I say it's a bad idea, generally (with some exceptions, perhaps).

First, your database should be backed up regularly, so you should never be in a situation where you would lose data permanently because of a DELETE (unless it's a deletion of just-added data, of course).

Second, a soft delete like this means you now have to include a WHERE IsDeleted = false clause in every query on this table (and so much worse if you're JOINing these tables). A mistake here would be caught as soon as a user or tester noticed a deleted record showing up again, which might take some time. Also, it would be easy for a developer to omit the WHERE clause from COUNT(*) queries, which might take even longer to discover (I worked on one project where this had been happening for years; not many records were ever "deleted", so the totals were close to what was expected and no one noticed).

Finally, a soft delete will work on a table with artificial keys, but potentially won't work on a table with a natural primary key (e.g. you "delete" someone from a table keyed by Social Security Number - what do you do when you need to add him back? Please don't say "include IsDeleted in a compound primary key".).

In a design review, I would expect the developer to demonstrate an awareness of the costs and benefits and to present an excellent reason for doing soft deletes in this manner. "Why not do it?" is not an excellent reason.

MusiGenesis
  • 71,592
  • 38
  • 183
  • 324
  • 6
    It's fairly trivial to create a view and materialize it if need be, that excludes all is_deleted records. All queries can then be run against the view. As far as recovering from a backup - say for something like re-enabling a user account - you really don't want to go running to the archives to restore their data. You'd like to set is_deleted = false. This is a fairly primitive (and unlikely) scenario as you'd probably use a disabled field - but the point is the same. For some cases, to be able to recover the deleted data instantly could be worthwhile. – Josh Smeaton Apr 01 '10 at 13:06
  • 40
    @Josh: *everything* in SQL programming is fairly trivial; it's the accumulation of lots of trivial things that starts to cause problems. As I said in my last sentence, I would expect a developer to have a good reason for increasing the complexity of the system in this way. I'm disappointed but not at all surprised to see so many developers say they do this as a matter of course, regardless of the actual needs of their application. – MusiGenesis Apr 01 '10 at 13:14
  • 1
    @MG, "unless it's a deletion of just-added data, of course", Your RDBMS doesn't have a transaction log? you can't do point in time recovery? – Stephanie Page Apr 05 '10 at 13:56
  • 2
    Let me support MG. You have a timestamp field. You frequently range scan it via an index... everything between sysdate -2 and sysdate. If you soft delete frequently that range scan could return a high percentage of rows that will have to be filtered out. Filtering = expensive, range scan = cheap. – Stephanie Page Apr 05 '10 at 14:01
  • 1
    @Josh, if you're going to materialize the view, why not just make it a table from the state. Mviews are a good way to fix something that's broken - I'd hesitate to design that way from the start. – Stephanie Page Apr 05 '10 at 14:03
  • @steph I was explicitly referring to coding against the exclusion of is-deleted rows.

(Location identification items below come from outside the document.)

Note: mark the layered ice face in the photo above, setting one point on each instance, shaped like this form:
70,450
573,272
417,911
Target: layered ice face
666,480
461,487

It'd be much nicer to not have to remember to exclude the column in every where clause. In general I agree with you though. – Josh Smeaton Apr 05 '10 at 20:57
  • 1
    How do you deal with Report when you are using the hard delete. E.g. a common eCommerce site, once product has been deleted, how are you going to display the historical order report? – Vincent Jul 21 '11 at 02:47
  • @JoshSmeaton - This is why most systems partition their tables on the deletion flag. – Travis J Apr 11 '12 at 18:58
  • 3
    @TravisJ I no longer agree with the concept of soft deletes in the majority of cases. 'Just incase' isn't a good reason for soft deletes I think. – Josh Smeaton Apr 11 '12 at 22:32
  • 6
    Also worth mentioning: a `UNIQUE` index in combination with soft deletes can make for a mess. E.g. trying to register a deleted username will fail, even though it is not in use. – Danny Beckett Jul 13 '13 at 21:38
  • 3
    +1 for not using soft deletes unless you really have reasons to do that. What is not mentioned here is that referential integrity stops working the right way with soft deleted rows. If you mark row as deleted you should mark every child rows as deleted as well and if you don't do that DBMS will not prevent such logical deletion. So "not having problems with cascade delete" is not a case here. Why don't you remove the whole FK then? It would also allow you to delete rows without checking for the referenced records. – Nicolai Shestakov Jan 17 '14 at 10:40
  • 2
    @Vincent, if you need to use deleted data in your app, you're not dealing with _delete_ operation, it has another business meaning. In case "IsDeleted" is used only for archiving purpose, I would use separate table. And if you are worried about possible data loss on wrong deletes, what about wrong updates? Maybe you should consider using fully functional audit in this case? – Nicolai Shestakov Jan 17 '14 at 11:03
  • @MusiGenesis - are there any examples of where soft-delete can be disastrous ? – Erran Morad Apr 13 '14 at 01:53
  • 1
    I agree with the notion that "it depends" and "by default, don't soft-delete". There are other strategies to consider, one of which is replication to a soft-deleted archive table updated via triggers. The biggest reasons NOT to soft-delete are performance (filtering), storage space (grow-only behavior), noise (out of 2,423,023 records, only two records are legit), and hassle (setting up views, always being wary to avoid hard deletes, etc). Hard deleting makes life easier and simpler. Not to mention cascade delete feature is built into SQL Server which can make life even easier. – Jon Davis May 15 '14 at 19:57
93

It's never a bad idea to avoid potential data loss.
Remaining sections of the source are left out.